Так называемый "Worst-Case-Scenario" является методом выработки решений в организации и управлении производством. Он означает то, что при каждом решении нужно проиграть соответствующее неблагоприятнейшее стечение обстоятельств. Этому методу необходимо всегда следовать при принятии важных решений. Если бы германское руководство в начале 1938 года обсудило положение рейха по этому методу, оно скорее всего пришло бы к следующему результату:
• Великобритания стремится выиграть время, с тем чтобы довести до конца вооружение и пропагандистски подготовить необходимые в демократии внутриполитически-психологические предпосылки для возможного курса на конфронтацию с рейхом.
• То же самое относится и к французскому правительству с дополнением усилий по мобилизации против рейха союзов "Малой Антанты".

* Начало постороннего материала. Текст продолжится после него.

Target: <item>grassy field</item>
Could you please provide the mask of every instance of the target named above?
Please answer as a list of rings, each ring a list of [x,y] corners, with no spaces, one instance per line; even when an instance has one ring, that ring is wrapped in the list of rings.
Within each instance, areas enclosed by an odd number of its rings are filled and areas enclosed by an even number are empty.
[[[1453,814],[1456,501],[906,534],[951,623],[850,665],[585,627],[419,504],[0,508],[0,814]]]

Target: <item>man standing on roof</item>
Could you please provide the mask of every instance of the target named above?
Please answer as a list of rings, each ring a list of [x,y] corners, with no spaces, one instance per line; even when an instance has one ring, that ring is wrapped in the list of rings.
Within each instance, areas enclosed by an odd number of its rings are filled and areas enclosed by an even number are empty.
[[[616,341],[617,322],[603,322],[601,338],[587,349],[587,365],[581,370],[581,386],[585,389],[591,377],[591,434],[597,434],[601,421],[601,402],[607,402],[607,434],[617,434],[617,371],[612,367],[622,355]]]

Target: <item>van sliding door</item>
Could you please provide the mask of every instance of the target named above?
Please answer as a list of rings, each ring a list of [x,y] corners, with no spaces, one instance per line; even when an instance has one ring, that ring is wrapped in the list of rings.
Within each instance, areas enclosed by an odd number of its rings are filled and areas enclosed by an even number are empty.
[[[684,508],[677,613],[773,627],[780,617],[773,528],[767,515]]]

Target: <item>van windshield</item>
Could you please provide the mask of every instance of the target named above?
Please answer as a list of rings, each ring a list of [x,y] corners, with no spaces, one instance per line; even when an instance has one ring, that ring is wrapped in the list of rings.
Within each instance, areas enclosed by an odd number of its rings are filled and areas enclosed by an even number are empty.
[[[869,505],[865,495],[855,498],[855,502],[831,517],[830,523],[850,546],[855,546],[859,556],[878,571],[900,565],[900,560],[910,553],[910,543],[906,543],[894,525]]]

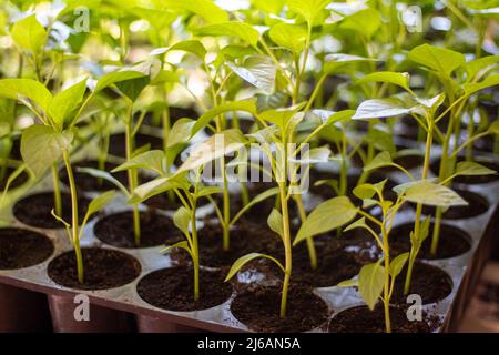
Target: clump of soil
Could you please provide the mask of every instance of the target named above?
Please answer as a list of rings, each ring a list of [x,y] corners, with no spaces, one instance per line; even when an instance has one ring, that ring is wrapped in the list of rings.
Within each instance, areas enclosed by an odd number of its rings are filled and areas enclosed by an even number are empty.
[[[43,234],[21,229],[0,229],[0,270],[29,267],[53,253],[52,241]]]
[[[149,247],[173,244],[182,239],[173,221],[155,212],[140,212],[141,245],[135,245],[133,213],[110,214],[95,223],[95,236],[110,245],[119,247]]]
[[[71,195],[69,193],[61,193],[62,202],[62,219],[64,221],[71,221]],[[78,196],[78,216],[79,221],[82,221],[90,200],[83,196]],[[54,195],[53,192],[42,192],[29,195],[22,200],[19,200],[12,209],[13,215],[18,221],[40,229],[62,229],[61,222],[54,219],[51,214],[54,209]]]
[[[249,329],[267,333],[306,332],[323,326],[327,304],[310,291],[291,287],[286,317],[279,317],[279,287],[254,287],[240,293],[231,303],[232,314]]]
[[[48,274],[55,283],[79,290],[104,290],[123,286],[141,273],[141,264],[125,253],[99,248],[82,248],[84,282],[78,282],[74,251],[65,252],[49,264]]]
[[[232,286],[224,282],[224,273],[200,270],[200,297],[194,301],[194,275],[191,267],[170,267],[153,271],[136,286],[142,300],[169,311],[198,311],[217,306],[232,295]]]

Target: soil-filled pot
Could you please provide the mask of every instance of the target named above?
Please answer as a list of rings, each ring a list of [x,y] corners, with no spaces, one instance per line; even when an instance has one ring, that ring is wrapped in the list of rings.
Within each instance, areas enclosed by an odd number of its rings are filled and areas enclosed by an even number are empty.
[[[40,264],[53,253],[43,234],[21,229],[0,229],[0,270]],[[0,284],[0,332],[50,332],[52,325],[43,294]]]
[[[84,282],[77,277],[74,252],[57,256],[49,264],[48,274],[58,284],[77,290],[108,290],[129,284],[140,272],[140,263],[125,253],[106,248],[82,248]],[[78,296],[78,295],[77,295]],[[84,298],[84,296],[83,296]],[[129,313],[102,307],[75,298],[74,294],[50,294],[49,304],[55,332],[121,333],[133,331],[133,316]],[[88,320],[88,321],[86,321]]]

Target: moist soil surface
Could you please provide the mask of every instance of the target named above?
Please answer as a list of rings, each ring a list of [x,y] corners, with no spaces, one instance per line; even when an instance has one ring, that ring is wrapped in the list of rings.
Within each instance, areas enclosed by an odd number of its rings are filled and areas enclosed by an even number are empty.
[[[52,241],[43,234],[21,229],[0,229],[0,270],[29,267],[53,253]]]
[[[119,247],[150,247],[173,244],[182,240],[181,232],[173,221],[155,212],[140,213],[141,244],[135,245],[133,233],[133,213],[120,212],[110,214],[95,223],[95,236],[110,245]]]
[[[69,193],[61,193],[62,202],[62,219],[64,221],[71,221],[71,195]],[[79,221],[82,221],[90,200],[83,196],[78,197],[78,215]],[[12,209],[13,215],[20,222],[37,226],[41,229],[62,229],[61,222],[54,219],[51,214],[54,207],[53,192],[42,192],[29,195],[22,200],[19,200]]]
[[[3,179],[0,180],[0,191],[3,191],[6,189],[7,182],[9,180],[9,176],[16,171],[13,168],[7,168],[3,174]],[[29,179],[29,175],[26,171],[23,171],[21,174],[18,175],[9,185],[9,189],[16,189],[21,186],[23,183],[26,183]]]
[[[466,161],[462,156],[459,156],[457,159],[457,163]],[[481,160],[477,159],[473,160],[473,162],[479,163],[480,165],[487,166],[496,172],[499,172],[499,163],[488,161],[488,160]],[[440,170],[440,160],[436,160],[430,164],[430,169],[434,172],[434,174],[438,175],[438,172]],[[460,184],[486,184],[489,182],[493,182],[499,180],[499,173],[492,174],[492,175],[469,175],[469,176],[456,176],[454,178],[454,183],[460,183]]]
[[[326,303],[312,292],[289,287],[286,317],[279,317],[281,287],[253,287],[231,303],[232,314],[249,329],[265,333],[306,332],[323,326],[328,317]]]
[[[390,307],[393,333],[428,333],[425,321],[409,322],[404,308]],[[385,333],[385,308],[378,303],[374,311],[358,306],[338,313],[329,323],[329,333]]]
[[[200,245],[200,264],[210,267],[231,266],[238,257],[248,253],[269,253],[273,255],[281,247],[277,234],[256,223],[242,221],[231,230],[230,247],[223,247],[223,232],[218,224],[205,223],[197,231]],[[172,252],[172,257],[180,264],[191,262],[183,250]]]
[[[163,149],[163,140],[161,138],[145,134],[136,133],[134,136],[135,149],[150,144],[150,150]],[[109,136],[109,154],[120,158],[125,158],[125,134],[115,133]]]
[[[198,311],[221,305],[232,295],[232,286],[222,272],[200,270],[200,297],[194,301],[191,267],[153,271],[139,281],[136,292],[149,304],[169,311]]]
[[[394,304],[407,304],[404,295],[407,266],[395,280],[395,291],[391,296]],[[444,300],[452,292],[452,280],[441,268],[425,263],[416,263],[413,268],[413,277],[408,295],[421,296],[422,304],[430,304]]]
[[[118,166],[118,164],[106,162],[104,164],[104,170],[110,172],[116,166]],[[98,178],[94,178],[90,174],[86,174],[83,172],[78,172],[78,170],[77,170],[78,168],[99,169],[99,162],[95,160],[89,160],[89,161],[78,162],[78,163],[73,164],[74,183],[78,189],[80,189],[82,191],[108,191],[108,190],[116,189],[116,186],[113,183],[109,182],[108,180],[104,180],[104,179],[99,180]],[[112,173],[112,175],[118,181],[120,181],[122,184],[124,184],[125,186],[128,185],[129,179],[128,179],[126,171],[120,171],[118,173]],[[67,186],[69,186],[68,172],[65,171],[65,169],[61,169],[61,171],[59,172],[59,176],[60,176],[61,181]]]
[[[104,290],[126,285],[141,273],[141,264],[125,253],[83,247],[84,282],[78,282],[74,251],[65,252],[49,264],[49,277],[55,283],[79,290]]]
[[[414,229],[414,223],[406,223],[395,226],[390,233],[390,250],[394,255],[398,255],[410,250],[410,232]],[[440,237],[438,241],[437,254],[431,255],[431,234],[434,231],[434,223],[430,223],[429,236],[422,242],[421,250],[418,257],[426,260],[441,260],[455,257],[465,254],[471,248],[470,237],[464,231],[448,225],[440,225]]]
[[[479,194],[466,190],[452,189],[458,195],[460,195],[468,205],[466,206],[452,206],[444,212],[442,217],[446,220],[460,220],[471,219],[477,215],[483,214],[489,210],[489,203]],[[413,205],[416,209],[416,205]],[[432,206],[424,205],[422,213],[426,215],[435,215],[436,209]]]

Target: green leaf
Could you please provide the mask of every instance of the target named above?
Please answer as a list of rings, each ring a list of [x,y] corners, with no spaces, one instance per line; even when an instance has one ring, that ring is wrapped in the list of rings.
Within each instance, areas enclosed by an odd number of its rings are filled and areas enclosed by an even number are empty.
[[[55,132],[51,126],[33,124],[22,132],[22,160],[35,176],[41,176],[62,156],[72,140],[71,132]]]
[[[23,100],[29,99],[48,112],[52,94],[43,84],[32,79],[2,79],[0,80],[0,97]]]
[[[379,154],[377,154],[369,163],[367,163],[364,166],[364,171],[371,171],[371,170],[376,170],[383,166],[389,166],[391,165],[394,162],[391,161],[391,156],[390,153],[388,152],[380,152]]]
[[[391,277],[397,277],[400,272],[403,271],[404,266],[407,263],[407,260],[409,258],[409,253],[403,253],[395,257],[390,263],[390,270],[389,274]]]
[[[231,225],[233,225],[251,207],[253,207],[254,205],[261,203],[262,201],[267,200],[268,197],[275,196],[278,193],[279,193],[279,189],[278,187],[272,187],[272,189],[268,189],[268,190],[266,190],[264,192],[258,193],[252,201],[249,201],[249,203],[245,204],[237,212],[237,214],[232,219]]]
[[[268,36],[277,45],[299,53],[305,48],[307,29],[303,24],[278,22],[271,28]]]
[[[413,108],[408,108],[397,98],[366,100],[357,108],[353,120],[391,118],[408,114]]]
[[[135,101],[141,91],[147,85],[149,75],[134,70],[115,71],[102,75],[95,87],[95,93],[111,85],[118,89],[130,100]]]
[[[299,13],[312,27],[318,14],[333,0],[287,0],[287,7],[293,12]]]
[[[256,48],[259,33],[251,24],[240,21],[212,23],[194,30],[196,36],[235,37]]]
[[[385,267],[379,263],[368,264],[358,274],[358,292],[369,310],[374,310],[376,302],[385,286]]]
[[[237,111],[244,111],[251,114],[256,114],[256,99],[225,102],[206,111],[205,113],[203,113],[201,118],[197,119],[196,123],[192,129],[191,136],[200,132],[216,116],[225,112],[237,112]]]
[[[89,207],[86,210],[86,214],[85,214],[85,220],[88,220],[92,214],[101,211],[115,195],[115,191],[111,190],[111,191],[106,191],[102,194],[100,194],[99,196],[96,196],[95,199],[93,199],[90,203],[89,203]]]
[[[210,0],[162,0],[169,10],[187,10],[205,19],[207,22],[226,22],[228,14]]]
[[[126,190],[126,187],[116,178],[114,178],[113,175],[111,175],[106,171],[94,169],[94,168],[77,168],[77,171],[80,172],[80,173],[89,174],[90,176],[93,176],[93,178],[99,178],[99,179],[103,179],[105,181],[109,181],[114,186],[120,189],[120,191],[125,196],[129,195],[129,191]]]
[[[277,233],[282,239],[284,237],[283,216],[279,211],[272,209],[272,212],[267,219],[267,224],[272,231]]]
[[[189,234],[189,225],[191,224],[191,213],[184,206],[180,207],[173,214],[173,223],[185,235]]]
[[[397,194],[404,194],[404,200],[432,206],[464,206],[468,203],[449,187],[419,180],[394,187]]]
[[[475,162],[459,162],[455,175],[497,175],[497,171]]]
[[[227,276],[225,277],[225,281],[230,281],[232,277],[234,277],[241,270],[241,267],[243,267],[245,264],[249,263],[251,261],[255,260],[255,258],[268,258],[272,260],[277,266],[279,266],[279,268],[284,272],[284,267],[283,265],[274,257],[266,255],[266,254],[261,254],[261,253],[249,253],[246,254],[244,256],[241,256],[240,258],[237,258],[234,264],[232,264],[231,270],[228,271]]]
[[[267,57],[251,55],[244,60],[242,67],[233,62],[226,64],[237,77],[263,90],[264,93],[272,94],[274,92],[276,68]]]
[[[346,196],[333,197],[320,203],[303,222],[293,245],[307,237],[329,232],[352,221],[357,214]]]
[[[480,82],[467,83],[462,85],[462,88],[465,89],[466,94],[471,95],[477,91],[496,85],[499,85],[499,74],[488,75],[485,80]]]
[[[413,49],[407,58],[447,78],[450,77],[452,71],[466,63],[465,55],[461,53],[427,43]]]
[[[381,24],[381,16],[375,9],[365,9],[346,17],[342,29],[354,30],[361,33],[366,39],[370,39]]]
[[[21,49],[29,50],[32,53],[37,53],[47,40],[47,31],[37,21],[34,14],[16,22],[10,34]]]
[[[163,151],[152,150],[135,155],[128,162],[113,169],[114,172],[125,171],[129,169],[145,169],[155,172],[159,175],[165,174],[165,156]]]
[[[409,88],[409,73],[397,73],[393,71],[379,71],[370,73],[360,80],[357,80],[357,84],[366,82],[387,82],[394,85],[398,85],[406,91],[411,92]]]
[[[86,79],[58,93],[49,106],[49,115],[60,130],[64,128],[70,114],[79,108],[86,90]]]

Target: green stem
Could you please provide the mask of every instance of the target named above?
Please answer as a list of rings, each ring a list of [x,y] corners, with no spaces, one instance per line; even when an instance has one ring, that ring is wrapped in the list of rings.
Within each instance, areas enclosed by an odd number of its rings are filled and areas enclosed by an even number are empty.
[[[52,164],[52,181],[53,181],[53,203],[55,214],[58,216],[62,216],[61,183],[59,181],[59,170],[57,163]]]
[[[80,237],[79,237],[79,223],[78,223],[78,194],[77,194],[77,185],[74,183],[74,176],[73,176],[73,170],[71,169],[71,162],[69,159],[69,152],[63,152],[63,159],[65,164],[65,170],[68,172],[68,180],[70,183],[70,191],[71,191],[71,213],[72,213],[72,221],[71,221],[71,231],[72,231],[72,243],[74,246],[74,254],[77,256],[77,273],[78,273],[78,282],[80,284],[84,281],[84,272],[83,272],[83,257],[81,253],[80,247]]]

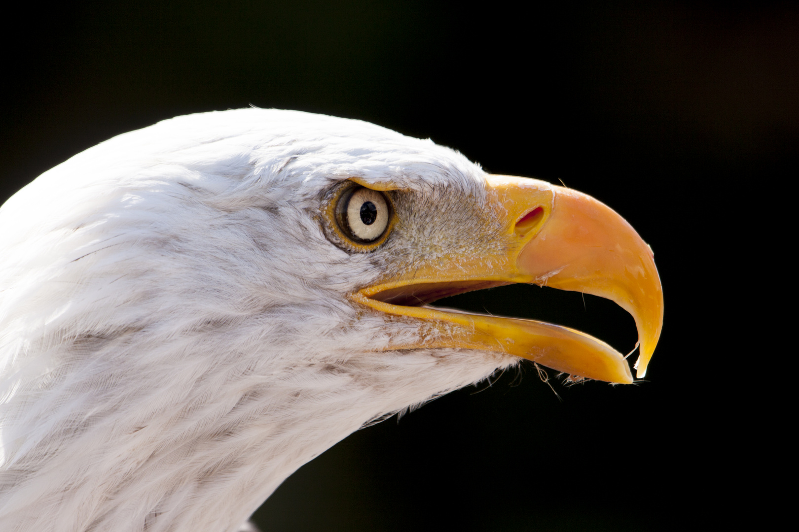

• Пакт Франции с Советским Союзом (заключенный уже в 1935 году) являет собой массивную угрозу для рейха, обостренную вовлечением в пакт Чехословакии и внутренне присущей ему "автоматикой".
• Советский Союз, так сказать, "per definitionem" заклятый враг рейха. Имперское правительство должно считаться с тем, что в подходящем случае он присоединится к противникам Германии, чтобы распространить на запад, возможно насильственно, сферу своего влияния в Европе.
• США принимают все более активную роль в мировой политике. "Карантинная речь" от ноября 1937 года не оставляет никаких сомнений в том, против кого будет направлена внешнеполитическая активность США.
Взвесив все это, Гитлер должен был бы исходить из опасности когда-то, возможно, быть принужденным могущественной коалицией этих держав к для него неприемлемым, вероятно, угрожающим рейху решениям. Эта до предела пессимистичная оценка обстановки имела совершенно реальную основу, хотя Гитлер, заметьте, до начала 1938 года не предпринял ничего, что смогло бы нарушить пресловутое "равновесие" в Европе.
Окончание "второго раздела Германии"
Однажды ночью я был снова разбужен "дежурным воспитателем", позвавшим меня к радиоприемнику. Он полагал, видимо, что я "был в курсе". Мы услышали, что немецкая армия "при известных условиях", как выразилась радиостанция, вступит в Австрию. Я ничего на самом деле об этом не знал; но и отца, находившегося в эти дни с прощальным визитом в Лондоне, события в определенном смысле застали врасплох. Интересный пример стиля работы Гитлера, всегда оставлявшего за собой окончательное решение и принимавшего его порой в такой момент, который даже в его ближайшем окружении не ожидал никто. Зачастую отсутствовала систематическая подготовка внешнеполитических шагов. Вместо этого принимались "ad hoc" - решения, с которыми, Гитлер полагал, он обязан реагировать на неожиданное развитие событий - как в данном случае на объявленное намерение австрийского канцлера Шушнига с помощью манипулируемого плебисцита увековечить разделение Австрии и Германии.